About PUMKIIN.TECH
The Road to Senta (Paved With Failures)
I've always found AI systems cool. Wanted to work with them, play with them, build them. So I tried. And failed. A lot.
First project: build my own LLM. I followed Andrej Karpathy's tutorial and it felt cool. Downloaded all of English Wikipedia as training data because why not go big? My 3070 on the otherhand said no. Somewhere between maxing out its 8GB of VRAM and using all 64GB of my system memory I realized. It didn't work at all.
Moved on.Some time later I made a branching tree ML model in a beginner Python class is was bored with. It identified suspicious network traffic vs. normal with 98% accuracy. While everyone else played with turtles drawing shapes, I built that. Then I dropped out of college immediately after because it felt too easy, too expensive, and not about what I wanted.
I tried teaching a neural net to play Wordle using reinforcement learning. That failed horribly. Who have thought teaching a nerual net to spell english words, where the word changes everytime is difficult. Apparently I didn't.
After all these failures, I realized something important: I had no fucking clue how any of this worked.
So I hit rock bottom and started small. Built a simple sentiment analysis bot. Positive/negative at first. Then moved on toemotions. But I needed training data, so I made a demo page for me and my boyfriend to label sentences. One night at his workplace, I floated the idea: what if I turned this into a full website? A tech portfolio to show what I can do. Not to get hired, just to prove I could build it. To talk about it for anyone to read.
So I built a proof-of-concept homepage in about an hour. That's what you're looking at now (with some polish, of course).
Senta actually worked. And PUMKIIN.TECH was born.
How I Got Here (The $40 Origin Story)
I've been around tech my whole life. My dad loves computers, taught me a lot. But around age 6 or 7, I started tinkering on my own. By 12, I'd built my first gaming PC from parts my dad bought for christmas.
At first I ran Minecraft servers, played with network shares, tinkered endlessly. Eventually bought an old Dell Optiplex 9020 SFF for $40. A single 4TB drive, amd it ran Windows at first, then Ubuntu. Docker containers. Reverse proxy. Jellyfin. Digitized all my movies on DVD, Blu-ray, and VHS.
At some point I scaled up—bought a PC case with 12 drive bays, filled it with 4TB drives, installed TrueNAS Scale. Around age 15-16, had a falling out with my mom. I ended up giving up on tech for a while. I worked at Walmart pushing carts. The upside was I lost some weight, but I also lost myself.
Eventually started buying things I wanted again. Got a UDM Pro from Unifi, some WiFi access points, a PoE switch. Built my own network from scratch. VLANed my part and my dad's part separately. VLANed web services into their own segment. I started thinking about security.
I found an old Supermicro machine on eBay. Built it up with cheap hardware. And it still runs today. Proxmox, 128GB RAM, 12TB of SAS drives (which I want to replace with SSDs), dual Xeon E5-2690 v2 CPUs (10 cores, 20 threads each). It runs everything. Sits a couple feet from my bed, humming day and night. Critical stuff runs on Linode VPS for uptime. Everything else? That Supermicro box in my trailer.
What to Expect Here
I write about whatever inspires me. Right now that's Senta (the sentiment bot that finally worked), image processing fundamentals, and whatever else catches my attention.
I'm not a how-to guide. I'm not smart, I'm not friendly, and I'm not always nice. But if you're here, you probably don't need another polished tutorial anyway.

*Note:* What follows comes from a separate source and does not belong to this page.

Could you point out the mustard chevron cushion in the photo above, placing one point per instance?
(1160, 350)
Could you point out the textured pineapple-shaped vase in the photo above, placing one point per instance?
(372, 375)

This site runs on what I built. My Proxmox homelab (that Supermicro beast), Linode VPS for uptime-critical stuff, PHP, Python, MySQL, Redis. No frameworks. All built from scratch.
You don't need what I have. My homelab started with a $40 office machine from eBay. I never thought I'd get to this point. I live in a trailer where power draw is a real concern. There's still a lot more I want, but I'm already pushing the limits of what these walls can handle.
Start small. Fail a lot. But build anyway.